Outro insumo fundamental são os gases medicinais (oxigênio), utilizados justamente nos pacientes com os quadros mais graves. A empresa que fornece o produto regularmente está desde setembro sem receber. No começo da semana, a empresa notificou o Hospital Santo Antônio, comunicando uma possível (e quase irremediável), suspensão no fornecimento, caso o pagamento não seja feito.

Além do valor que o Hospital tem para receber do Estado, a pandemia elevou consideravelmente os custos operacionais da unidade. Segundo Randal, todos os insumos tiveram alta nos preços, em alguns casos na faixa de 500%. “De forma geral, nesse ano, o Hospital teve um prejuízo de R$ 7,5 milhões”, declarou o diretor.

A folha de pagamento também está atrasada. O Hospital não conseguiu pagar o salário de novembro e não tem previsão quanto ao 13º salário dos funcionários. As cestas básicas, que fazem parte do acordo com trabalhadores da unidade, também estão atrasadas.

A solução vislumbrada pela Fundação é receber uma conta do Estado que é tida como “certa”. Trata-se do IAC (Incentivo de Adesão à Contratualização). Esse programa repassa recursos do Governo Federal como incentivo para Hospitais Filantrópicos que atendem pacientes do SUS. Normalmente, a Fundação Santo Antônio recebe R$ 192 mil por mês referente ao IAC. No entanto, desde abril de 2015 o Estado não repassa o recurso. “São quase R$ 16 milhões que deveriam ter entrado no caixa do Hospital e foram retidos pelo Estado”, afirmou Randal.

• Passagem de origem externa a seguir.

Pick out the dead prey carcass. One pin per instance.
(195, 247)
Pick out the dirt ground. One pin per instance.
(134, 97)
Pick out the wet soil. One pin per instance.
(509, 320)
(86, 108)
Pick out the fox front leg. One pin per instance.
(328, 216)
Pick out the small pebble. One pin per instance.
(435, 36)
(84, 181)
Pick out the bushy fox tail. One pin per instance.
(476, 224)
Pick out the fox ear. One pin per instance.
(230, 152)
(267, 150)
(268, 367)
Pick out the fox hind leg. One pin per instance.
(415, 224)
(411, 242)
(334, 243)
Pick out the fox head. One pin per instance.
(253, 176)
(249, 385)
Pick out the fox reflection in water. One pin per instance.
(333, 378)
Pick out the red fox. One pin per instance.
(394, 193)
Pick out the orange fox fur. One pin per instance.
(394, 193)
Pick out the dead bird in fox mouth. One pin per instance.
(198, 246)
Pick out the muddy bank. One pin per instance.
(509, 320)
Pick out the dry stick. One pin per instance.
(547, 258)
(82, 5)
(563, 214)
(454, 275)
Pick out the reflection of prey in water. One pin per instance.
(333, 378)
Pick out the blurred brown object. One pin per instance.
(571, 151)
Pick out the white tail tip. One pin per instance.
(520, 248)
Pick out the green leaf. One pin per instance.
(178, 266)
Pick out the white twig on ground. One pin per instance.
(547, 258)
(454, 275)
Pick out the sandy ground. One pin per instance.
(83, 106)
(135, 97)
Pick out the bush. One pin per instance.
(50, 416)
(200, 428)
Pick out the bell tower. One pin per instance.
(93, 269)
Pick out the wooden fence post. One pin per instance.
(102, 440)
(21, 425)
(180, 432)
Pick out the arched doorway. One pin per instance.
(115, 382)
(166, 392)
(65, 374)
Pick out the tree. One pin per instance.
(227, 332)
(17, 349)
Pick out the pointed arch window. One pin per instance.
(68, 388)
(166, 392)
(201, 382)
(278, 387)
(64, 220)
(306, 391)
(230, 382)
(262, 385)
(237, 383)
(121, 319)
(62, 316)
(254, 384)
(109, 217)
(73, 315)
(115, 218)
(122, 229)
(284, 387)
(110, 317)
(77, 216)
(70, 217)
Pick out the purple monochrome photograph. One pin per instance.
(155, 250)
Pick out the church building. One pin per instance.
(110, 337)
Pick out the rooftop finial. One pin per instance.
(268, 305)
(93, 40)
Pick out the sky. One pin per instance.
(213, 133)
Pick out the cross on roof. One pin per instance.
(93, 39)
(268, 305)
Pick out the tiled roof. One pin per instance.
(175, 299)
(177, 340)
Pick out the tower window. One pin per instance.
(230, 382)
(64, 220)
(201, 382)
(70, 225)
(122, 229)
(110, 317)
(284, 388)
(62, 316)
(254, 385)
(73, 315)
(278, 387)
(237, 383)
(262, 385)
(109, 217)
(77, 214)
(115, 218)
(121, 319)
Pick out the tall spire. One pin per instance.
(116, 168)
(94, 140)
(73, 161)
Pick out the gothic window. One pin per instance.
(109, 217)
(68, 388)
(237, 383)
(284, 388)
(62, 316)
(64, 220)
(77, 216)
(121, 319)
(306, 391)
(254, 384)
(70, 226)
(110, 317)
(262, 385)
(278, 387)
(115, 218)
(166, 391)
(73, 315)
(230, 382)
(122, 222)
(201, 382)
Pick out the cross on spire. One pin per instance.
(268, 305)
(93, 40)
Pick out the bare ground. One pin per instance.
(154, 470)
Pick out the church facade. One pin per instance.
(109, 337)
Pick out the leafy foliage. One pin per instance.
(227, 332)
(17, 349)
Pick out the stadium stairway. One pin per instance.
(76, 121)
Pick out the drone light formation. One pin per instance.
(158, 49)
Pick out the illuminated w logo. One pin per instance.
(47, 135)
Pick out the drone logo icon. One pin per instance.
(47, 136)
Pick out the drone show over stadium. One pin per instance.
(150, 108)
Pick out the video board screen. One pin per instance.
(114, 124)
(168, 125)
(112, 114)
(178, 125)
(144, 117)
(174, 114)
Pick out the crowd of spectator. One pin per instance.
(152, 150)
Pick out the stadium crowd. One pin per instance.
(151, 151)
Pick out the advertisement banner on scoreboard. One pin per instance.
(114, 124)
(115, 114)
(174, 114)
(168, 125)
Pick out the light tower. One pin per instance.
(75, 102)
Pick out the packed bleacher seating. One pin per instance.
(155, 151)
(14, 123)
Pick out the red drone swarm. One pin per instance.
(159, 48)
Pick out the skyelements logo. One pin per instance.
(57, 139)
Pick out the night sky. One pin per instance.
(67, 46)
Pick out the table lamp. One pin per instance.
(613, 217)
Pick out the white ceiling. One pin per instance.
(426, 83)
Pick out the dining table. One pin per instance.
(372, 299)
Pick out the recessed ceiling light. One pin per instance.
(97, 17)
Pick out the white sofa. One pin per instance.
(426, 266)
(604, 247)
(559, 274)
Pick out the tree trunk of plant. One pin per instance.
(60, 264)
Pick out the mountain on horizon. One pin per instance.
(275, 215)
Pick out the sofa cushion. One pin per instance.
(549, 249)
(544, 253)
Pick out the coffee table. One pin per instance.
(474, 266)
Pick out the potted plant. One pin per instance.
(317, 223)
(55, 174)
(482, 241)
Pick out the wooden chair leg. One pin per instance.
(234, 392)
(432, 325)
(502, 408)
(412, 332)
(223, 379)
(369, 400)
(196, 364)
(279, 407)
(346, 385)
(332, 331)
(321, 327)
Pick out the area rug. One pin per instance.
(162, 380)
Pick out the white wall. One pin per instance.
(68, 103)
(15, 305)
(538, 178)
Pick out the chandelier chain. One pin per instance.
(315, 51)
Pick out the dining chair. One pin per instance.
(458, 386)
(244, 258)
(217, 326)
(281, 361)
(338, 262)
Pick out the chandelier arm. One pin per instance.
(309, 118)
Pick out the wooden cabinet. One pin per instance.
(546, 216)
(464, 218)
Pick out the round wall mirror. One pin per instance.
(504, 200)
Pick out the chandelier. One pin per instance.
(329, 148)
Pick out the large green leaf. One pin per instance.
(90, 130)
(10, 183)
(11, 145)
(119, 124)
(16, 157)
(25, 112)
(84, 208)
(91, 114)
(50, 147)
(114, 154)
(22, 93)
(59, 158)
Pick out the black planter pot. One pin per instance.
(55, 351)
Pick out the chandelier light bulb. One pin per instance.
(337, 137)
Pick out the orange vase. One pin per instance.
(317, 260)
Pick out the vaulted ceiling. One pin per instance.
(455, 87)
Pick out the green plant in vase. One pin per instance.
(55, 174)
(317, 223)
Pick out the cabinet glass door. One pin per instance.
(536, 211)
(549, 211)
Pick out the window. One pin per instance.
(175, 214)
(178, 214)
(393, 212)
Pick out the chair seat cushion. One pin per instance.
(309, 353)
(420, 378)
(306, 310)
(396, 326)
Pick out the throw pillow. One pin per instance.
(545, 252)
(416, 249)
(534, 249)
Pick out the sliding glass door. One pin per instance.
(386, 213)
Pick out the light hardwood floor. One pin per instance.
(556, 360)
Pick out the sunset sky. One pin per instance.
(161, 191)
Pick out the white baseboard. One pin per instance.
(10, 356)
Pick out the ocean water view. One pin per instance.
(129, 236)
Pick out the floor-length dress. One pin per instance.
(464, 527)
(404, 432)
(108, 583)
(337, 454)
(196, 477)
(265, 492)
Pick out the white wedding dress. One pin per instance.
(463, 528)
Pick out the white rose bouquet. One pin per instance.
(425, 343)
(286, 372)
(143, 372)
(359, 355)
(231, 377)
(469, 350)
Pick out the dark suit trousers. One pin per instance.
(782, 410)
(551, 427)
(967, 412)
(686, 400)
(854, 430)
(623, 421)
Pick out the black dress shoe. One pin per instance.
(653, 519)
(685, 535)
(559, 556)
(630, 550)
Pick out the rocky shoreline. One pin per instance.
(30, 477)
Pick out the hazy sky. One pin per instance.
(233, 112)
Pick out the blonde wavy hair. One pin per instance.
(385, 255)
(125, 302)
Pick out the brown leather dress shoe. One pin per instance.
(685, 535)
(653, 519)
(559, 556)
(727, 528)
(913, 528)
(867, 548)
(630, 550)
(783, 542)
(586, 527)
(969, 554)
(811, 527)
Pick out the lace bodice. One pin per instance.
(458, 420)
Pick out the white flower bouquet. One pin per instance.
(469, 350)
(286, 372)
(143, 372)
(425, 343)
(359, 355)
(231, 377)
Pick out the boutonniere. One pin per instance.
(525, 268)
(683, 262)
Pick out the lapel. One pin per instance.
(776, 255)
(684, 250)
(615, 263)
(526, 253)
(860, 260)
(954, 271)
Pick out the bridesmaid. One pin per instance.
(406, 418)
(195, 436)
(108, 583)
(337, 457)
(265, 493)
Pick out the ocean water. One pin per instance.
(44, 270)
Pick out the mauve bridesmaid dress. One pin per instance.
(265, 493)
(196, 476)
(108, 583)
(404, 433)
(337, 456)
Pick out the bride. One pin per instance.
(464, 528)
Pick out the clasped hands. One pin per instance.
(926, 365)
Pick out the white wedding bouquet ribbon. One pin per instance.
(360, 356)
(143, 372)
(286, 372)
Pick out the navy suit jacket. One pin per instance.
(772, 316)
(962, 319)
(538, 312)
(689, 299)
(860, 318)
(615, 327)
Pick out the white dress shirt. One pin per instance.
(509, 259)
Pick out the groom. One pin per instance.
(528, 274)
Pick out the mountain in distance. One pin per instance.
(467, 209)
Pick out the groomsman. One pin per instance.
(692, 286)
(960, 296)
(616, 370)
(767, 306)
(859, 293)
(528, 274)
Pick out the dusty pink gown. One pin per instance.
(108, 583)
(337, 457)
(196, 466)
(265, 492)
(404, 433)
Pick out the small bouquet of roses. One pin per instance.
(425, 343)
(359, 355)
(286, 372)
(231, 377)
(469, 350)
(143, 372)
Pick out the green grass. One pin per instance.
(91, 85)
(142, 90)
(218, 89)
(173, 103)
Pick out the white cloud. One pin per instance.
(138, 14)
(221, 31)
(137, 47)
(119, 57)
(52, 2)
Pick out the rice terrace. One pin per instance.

Independente das ações judiciais que remontam o período em que a Fundação administrou o Hospital Regional de Sinop, o Hospital Santo Antônio tenta agora receber esse recuso do IAC para conseguir colocar as contas em dia e sobreviver ao ano de 2020. “Com esse dinheiro o Hospital tomaria um fôlego. Do contrário, vai morrer, ou pelo menos funcionar mal”, comentou.

Com 200 leitos, UTI adulto e Neo-natal, o Hospital Santo Antônio é uma das mais significativas estruturas de saúde do Norte de Mato Grosso. Por mês, 1,3 mil internações são contabilizadas na unidade. O hospital também é o único a fazer partos pelo SUS em Sinop. Todos os meses cerca de 350 crianças nascem no Santo Antônio. Além disso, a unidade também é referência no atendimento de pessoas com câncer. São 630 profissionais da saúde lotados na unidade.

A interrupção dos atendimentos, total ou parcial, causaria um colapso toda a rede de saúde do Norte de Mato Grosso, que já anda debilitada em função da pandemia.

O GC Notícias acionou o Secretaria de Saúde através da sua assessoria de comunicação, mas até o fechamento dessa reportagem não obteve resposta.